Listen Now:
For years, trying to hear a set of historic interviews with civil rights leaders like Martin Luther King, Jr. and Malcolm X involved trips to academic libraries in multiple states–and the ability to operate a reel-to-reel machine. Now, those hours of taped conversations and their transcripts are available to everyone on the website of Vanderbilt University’s Robert Penn Warren Center. What’s more, the newly accessible recordings offer a glimpse of a churning movement in transition.

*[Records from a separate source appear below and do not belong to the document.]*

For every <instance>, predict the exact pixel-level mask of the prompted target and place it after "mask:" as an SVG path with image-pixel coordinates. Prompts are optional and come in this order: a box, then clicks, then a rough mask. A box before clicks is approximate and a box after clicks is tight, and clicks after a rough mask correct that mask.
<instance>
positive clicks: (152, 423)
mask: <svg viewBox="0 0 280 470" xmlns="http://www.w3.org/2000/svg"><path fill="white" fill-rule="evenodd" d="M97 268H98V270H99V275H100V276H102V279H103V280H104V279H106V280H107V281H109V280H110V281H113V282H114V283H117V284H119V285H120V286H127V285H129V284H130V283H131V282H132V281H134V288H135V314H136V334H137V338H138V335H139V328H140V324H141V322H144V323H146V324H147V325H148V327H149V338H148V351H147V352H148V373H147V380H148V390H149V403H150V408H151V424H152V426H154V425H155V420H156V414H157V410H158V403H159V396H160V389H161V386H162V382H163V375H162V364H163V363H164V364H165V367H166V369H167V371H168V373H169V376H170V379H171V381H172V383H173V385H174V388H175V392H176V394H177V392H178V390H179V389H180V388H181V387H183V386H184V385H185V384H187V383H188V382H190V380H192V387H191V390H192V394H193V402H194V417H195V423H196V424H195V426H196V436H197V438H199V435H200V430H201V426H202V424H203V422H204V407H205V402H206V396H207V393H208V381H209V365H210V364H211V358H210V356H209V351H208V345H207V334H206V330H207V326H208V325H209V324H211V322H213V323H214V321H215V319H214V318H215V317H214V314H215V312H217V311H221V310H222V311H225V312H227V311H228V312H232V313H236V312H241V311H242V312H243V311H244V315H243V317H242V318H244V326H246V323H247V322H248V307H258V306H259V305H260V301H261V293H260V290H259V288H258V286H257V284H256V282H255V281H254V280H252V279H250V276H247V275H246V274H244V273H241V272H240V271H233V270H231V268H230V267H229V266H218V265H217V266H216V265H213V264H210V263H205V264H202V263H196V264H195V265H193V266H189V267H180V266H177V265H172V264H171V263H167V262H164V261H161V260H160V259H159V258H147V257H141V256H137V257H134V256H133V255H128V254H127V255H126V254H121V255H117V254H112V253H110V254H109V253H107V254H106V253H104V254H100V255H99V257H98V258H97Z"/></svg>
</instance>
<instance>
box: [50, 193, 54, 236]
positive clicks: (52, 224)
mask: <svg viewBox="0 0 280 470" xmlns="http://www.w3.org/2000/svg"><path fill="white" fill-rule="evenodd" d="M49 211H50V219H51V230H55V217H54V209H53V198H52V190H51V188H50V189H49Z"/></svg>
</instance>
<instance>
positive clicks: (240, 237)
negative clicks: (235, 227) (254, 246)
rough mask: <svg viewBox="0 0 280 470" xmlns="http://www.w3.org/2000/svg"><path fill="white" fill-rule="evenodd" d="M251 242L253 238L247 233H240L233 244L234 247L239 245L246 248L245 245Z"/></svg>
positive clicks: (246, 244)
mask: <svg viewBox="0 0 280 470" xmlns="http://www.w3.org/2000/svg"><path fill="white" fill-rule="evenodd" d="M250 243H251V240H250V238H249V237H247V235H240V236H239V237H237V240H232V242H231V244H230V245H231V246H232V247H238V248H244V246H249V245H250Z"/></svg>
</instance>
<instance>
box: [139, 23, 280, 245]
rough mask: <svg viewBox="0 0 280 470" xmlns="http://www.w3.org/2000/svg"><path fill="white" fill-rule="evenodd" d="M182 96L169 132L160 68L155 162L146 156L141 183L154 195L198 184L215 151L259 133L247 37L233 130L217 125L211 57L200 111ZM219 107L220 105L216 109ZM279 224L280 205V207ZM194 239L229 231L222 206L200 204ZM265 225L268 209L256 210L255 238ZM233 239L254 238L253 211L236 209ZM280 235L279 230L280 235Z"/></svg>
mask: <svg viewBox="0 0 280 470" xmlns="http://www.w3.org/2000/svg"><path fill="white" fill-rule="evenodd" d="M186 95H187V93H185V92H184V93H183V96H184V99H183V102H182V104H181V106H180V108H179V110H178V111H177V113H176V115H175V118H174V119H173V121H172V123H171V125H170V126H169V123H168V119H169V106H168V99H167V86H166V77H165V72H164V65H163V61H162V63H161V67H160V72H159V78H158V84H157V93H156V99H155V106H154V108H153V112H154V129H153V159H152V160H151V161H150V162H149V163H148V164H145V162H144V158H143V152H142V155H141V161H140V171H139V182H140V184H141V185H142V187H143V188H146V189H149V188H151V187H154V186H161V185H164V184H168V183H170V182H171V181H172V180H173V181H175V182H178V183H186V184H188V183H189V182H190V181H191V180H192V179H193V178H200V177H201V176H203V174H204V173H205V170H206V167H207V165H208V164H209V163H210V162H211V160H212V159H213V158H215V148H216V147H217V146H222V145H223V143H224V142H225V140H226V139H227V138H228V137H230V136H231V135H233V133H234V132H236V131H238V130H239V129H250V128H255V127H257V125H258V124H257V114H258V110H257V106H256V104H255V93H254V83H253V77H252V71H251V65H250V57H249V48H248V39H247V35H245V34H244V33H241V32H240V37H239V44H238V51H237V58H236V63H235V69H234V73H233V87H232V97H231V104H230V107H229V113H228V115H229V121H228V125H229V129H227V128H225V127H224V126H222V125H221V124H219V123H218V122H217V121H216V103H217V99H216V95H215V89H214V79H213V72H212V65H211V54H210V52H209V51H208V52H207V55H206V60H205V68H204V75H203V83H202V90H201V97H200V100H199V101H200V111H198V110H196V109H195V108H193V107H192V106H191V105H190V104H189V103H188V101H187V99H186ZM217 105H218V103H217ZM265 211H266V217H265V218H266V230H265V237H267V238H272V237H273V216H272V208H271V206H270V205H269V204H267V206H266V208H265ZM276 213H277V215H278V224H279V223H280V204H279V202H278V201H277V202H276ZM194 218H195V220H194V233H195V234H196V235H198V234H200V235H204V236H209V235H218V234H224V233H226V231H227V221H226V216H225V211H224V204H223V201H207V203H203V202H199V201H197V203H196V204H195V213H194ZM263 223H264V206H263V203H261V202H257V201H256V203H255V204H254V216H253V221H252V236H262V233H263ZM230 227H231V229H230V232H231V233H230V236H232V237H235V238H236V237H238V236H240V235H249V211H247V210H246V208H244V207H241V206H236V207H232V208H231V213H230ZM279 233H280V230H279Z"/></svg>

The conversations were edited and compiled to become Warren’s 1965 book, “Who Speaks for the Negro?”
It was 1964 when Pulitzer-prize winner Robert Penn Warren set out to take the pulse of the civil rights movement.
At that point Martin Luther King’s voice had already echoed out from the Lincoln Monument. It was the year the poll tax was abolished, and when President Lyndon Johnson signed the Civil Rights Act.
But for every victorious moment, there had been a deadly one: Medgar Evers shot by a sniper, four little girls killed in a church bombing, three civil rights workers found dead in Mississippi.
CHANGE IN EVERY CORNER
Warren had defended segregation back during his days as one of the Southern Agrarians, a writers group formed with some of his Vanderbilt classmates. But by the time he lugged his bulky recording equipment around from state to state, meeting with civil right leaders wherever he could he was a high profile proponent of integration.
Robert Penn Warren was a white southerner who’d changed. And part of what he found was a hint that change was coming for the civil rights movement, too.

Stokely Carmichael
Stokely Carmichael was in his early twenties when he spoke to Warren. He’d already been jailed as a Freedom Rider, and was a leader in the Student Non-violent Coordinating Committee, or SNCC [snick]. The tape captures Carmichael at a moment when he was starting to challenge the standard message of the movement.
Carmichael refers to a speech he’d given at Howard University in which he made a point of saying that not all black people love all white people. He explains it was meant as a counterpoint to what he knew others would be saying at the same event, that nonviolence is the way. “I think the issue of nonviolence is very important in the question of solving certain things,” Carmichael clarified, “it’s not true that it’s gonna bring us closer together and make us love each other.”
Carmichael still felt peaceful protest was important in solving “certain things,” but Warren’s conversation with Malcom X quickly showed the black muslim leader had little patience for that approach.
“Any time you tell a man to turn the other cheek or to be nonviolent in the face of a violent enemy, you’re making that man defenseless,” said X. “You’re robbing him of his God-given right to defend himself.”
X stopped short of calling out Martin Luther King, Jr. as a “Uncle Tom” in his interview, although he’d done so in public before. The accusation that King was a sort of traitor came up late in Warren’s conversation with a weary-sounding King.
He said not everyone understood that nonviolence isn’t a choice to be weak but, in his words, “a very strong force where you stand up with all your might against an evil system.”
NORTH VERSUS SOUTH
But listening to several other conversations, it becomes clear King was up against regional differences, too.

Ruth Turner
Talking to Ruth Turner, an organizer for the Congress On Racial Equality in Cleveland, Ohio, Warren asked if she thought King’s influence in the North was waning. Her answer? “I do.”
Turner felt that King didn’t really know how to address the problems faced in an already integrated North. Like, how do you make sure not just that schools aren’t all-black or all-white, but that African-American children finish with a quality education.
She also took issue with what she called his “personality makeup,” saying “I don’t think he’s a politician, nor do I think he thinks like one. I think you have to, because we are playing, in a sense, a game of power.”
A HARDER EDGE
A few years later, Ruth Turner became one of the architects of the Black Power movement, named for a rallying cry issued by Stokely Carmichael as he and others became increasingly militant.
Black Nationalism, Black Power, Black Panthers—that harder edge wouldn’t truly form for another couple of years, but its seeds are right there in the tapes of Robert Penn Warren’s interviews.